Given that innovation is practically a mantra for CEOs globally and that countless studies have laid out the conditions for creating it, you’d think workplaces would be operating a little differently from a decade or so ago.
The literature is overflowing with cries for agility, decentralized networks, collaborative architecture or cultures that enable creativity through play.
Yet few organizations walk their talk, demanding innovation while pinning people to desks and archaic behaviours that confer credibility simply because they are familiar.
Companies continue to worry about absenteeism rather than the far more concerning trend of what Harvard Business Review’s Paul Hemp calls presenteeism – where workers turn up without really being there, and which is far more costly than paid sick leave.
Why do we still measure inputs rather than outputs, promote head-down-bum-up cultures that drive outcomes from A to B when we know that quantum leaps result from more haphazard associations?
We have entrenched views on what a serious workplace looks like. And despite studies that suggest serious is not synonymous with productive, many of us cling to old ideas rather than pushing against them. But push we should.
Innovators like bees collect insights from disparate sources that they connect in new ways. If Steve Jobs had never stepped away his ‘real’ work to look at manufacturing, the famed continuous casing of an Apple computer would never have been designed.
As Gregerson, Dyer and Christensen say in the Innovator’s DNA, ‘innovators are intentional about finding diverse people who are just the opposites of who they are, that they talk to, to get ideas that seriously challenge their own.’
Yet productivity initiatives typically preclude room for movement and ask that every working hour of the working day demonstrably contribute to the delivery of predefined programs.
The pressure to conform is huge. Even open-minded executives can be beaten back by the status quo.
Creativity is valued only when it succeeds. And yet as every creator knows, success results when we persist despite early mistakes. When failures are ridiculed we create a culture in which it is unsafe to try and creativity is trivialised. We are given the message, often silently, that we work in a serious place where serious people make serious decisions. There is no room for fun. That we are reinforcing a paradigm that has been in place since the industrial revolution is irrelevant, at least everyone agrees.
Creativity, play and the happy accidents that result continue to be seen as the domain of design and technology giants. We admire but can’t relate to the use of ‘finger busters’ at IDEO or Google’s fun park approach of navigating the worplace on slides.
Yet we know that openness is the beginning of exploratory play, which in turn leads to breakthroughs. It seems natural that we should integrate opportunities for triggering it at work.
Stuart Brown, president of the National Institute for Play created the institute in 1996 after more than 20 years of psychiatric practice and research persuaded him of the dangerous long-term consequences of play deprivation. Brown says play is the way we build complex, skilled, responsive, socially adept and cognitively flexible brains.
Researchers like Daniel Donahoo are now asking why design is not part of the school curriculum and how games can be used in education. Leaders need to consider how we transpose this approach back into the work environment.
We know that taking time out for imagining is great for the brain and ultimately makes us more productive.
There are numerous options organizations can consider for creating innovative cultures. It’s not easy which is why people have been wrestling with it for years. One option – give the innovator 50% of any savings/benefit for the first year. That would be a big incentive for people to bypass environmental restrictions. Or create collaborative spaces designed to encourage communication across disciplines and teams.
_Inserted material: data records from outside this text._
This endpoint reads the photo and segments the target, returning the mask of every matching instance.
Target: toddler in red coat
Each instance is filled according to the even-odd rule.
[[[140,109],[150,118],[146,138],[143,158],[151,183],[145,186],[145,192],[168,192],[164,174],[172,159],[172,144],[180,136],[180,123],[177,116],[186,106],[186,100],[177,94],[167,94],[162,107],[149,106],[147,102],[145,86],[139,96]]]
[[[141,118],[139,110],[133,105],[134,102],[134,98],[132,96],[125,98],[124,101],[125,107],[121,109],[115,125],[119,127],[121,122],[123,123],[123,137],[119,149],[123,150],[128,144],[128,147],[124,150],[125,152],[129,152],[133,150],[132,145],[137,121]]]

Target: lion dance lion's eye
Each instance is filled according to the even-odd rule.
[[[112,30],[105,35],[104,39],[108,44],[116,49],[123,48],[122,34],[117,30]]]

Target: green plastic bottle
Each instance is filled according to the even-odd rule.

While such workplaces sound ideal, they may not always be within reach. As individuals though we can do our bit to step up and drive positive change.
Without being so impolitic that we alienate our superiors or risk our jobs, we need to push against cultures that demand compliance for the sake of it. This is not leadership and there’s every likelihood that those who demand it will not have the skills to adapt easily to the fast-changing future. So make sure that you do.
Carve out time in your working day to explore and experiment, bring in observations from seemingly unrelated disciplines and ask yourself how they might be useful in your current role.
Allow your natural curiosity to blossom. Each day do something that trains your brain to think differently. Go to a bookshop or a video store and randomly select something from the shelf and read/watch it, even if typically, the subject does not appeal.
And when you produce a piece of work ask yourself – why is this relevant, how is this relevant, could this be done another way?
Curiosity exposes us to that which is new and unknown. Creativity allows us, at the right time, to make sense of it. Both inform authenticity.